Marketers can also assert premium pricing through superior (physical) performance among performance seeking customers. Countries like Great Britain that control pricing on pharmaceutical products will permit a company to charge a premium if they can prove, via clinical evidence, that the company’s drug performs (significantly) better than standard therapy. An example would be an oncology drug that proves it extends life further than current oncological treatments.
Performance seekers will also willingly pay more for a product that has an established reputation for superior performance. Among consumers, men will pay a premium price for Craftsmen Tools or the Die-Hard Battery (in their day). Households pay premium prices for Michelin steel belted radial tires based upon their perception that these tires perform better on wet roads, negotiating curves, and holding up to potential punctures.
Note, too, that the products mentioned above help define the purchaser in a favorable light. If a man is working with Craftsman tools, then we may think he knows what he’s doing, even if he doesn’t. (We can hear the comedian, Tim Allen, making grunting noises and beating his chest like an alpha primate while he’s handling a Craftsman tool.) Michelin tires on the family car evidence that these are responsible parents who take extra care for their children’s safety.
Additionally, premium pricing can serve to create the perception that the offering is indeed special. Those that purchase couture do not think or feel they are overpaying. Instead, they believe that it sets them apart from those consumers who neither wear nor can afford couture. Note that in this latter case, the clothing provides the same physical benefit of clothing one may purchase off the rack. The difference is the prestige accrued from wearing couture, the association with the designer, and/or how it makes the customer feel about being able to afford premium-priced clothing.
A classic example of using premium pricing to create a premium perception for a staple is L’Oréal.
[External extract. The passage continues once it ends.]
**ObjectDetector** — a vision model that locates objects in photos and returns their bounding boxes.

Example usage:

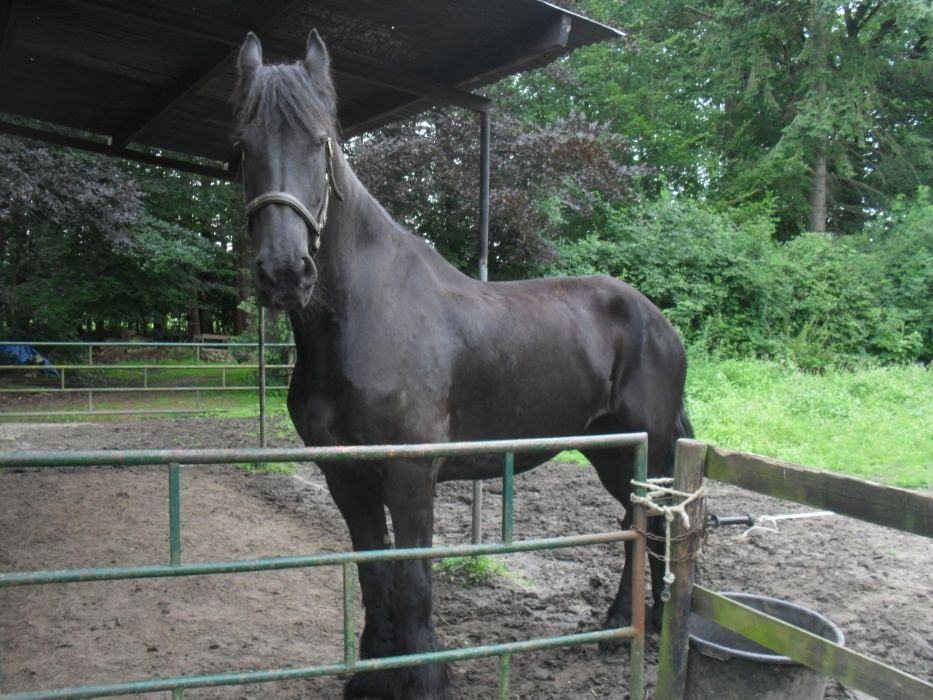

What is the difference between using L’Oréal products for beauty care than competitive products? Will one be more beautiful than using Dove? Ah, but L’Oréal capitalized on a belief that one should not skimp on beauty care products. You get what you pay for. Thus, the distinctive premium positioning and classic, iconic campaign, “Because you’re worth it.”
Where premium pricing is successful, the markers have found the key to creating customer perceptions that make them feel that, despite the premium price, they are purchasing or dealing with a “value brand.”
All of the pricing strategies have merits. The one we choose needs to marry needs with brand capabilities. Many marketers view premium pricing as a disadvantage. That’s because they don’t know how to create a premium impression. Indeed, if the marketer has the skills to effect a premium priced strategy, it is the one we’d advocate. Why? It provides higher margins and penny profit, which can be used to fuel continued investment in product development and marketing initiatives.
Make your pricing strategy an integral part of your brand positioning strategy and marketing.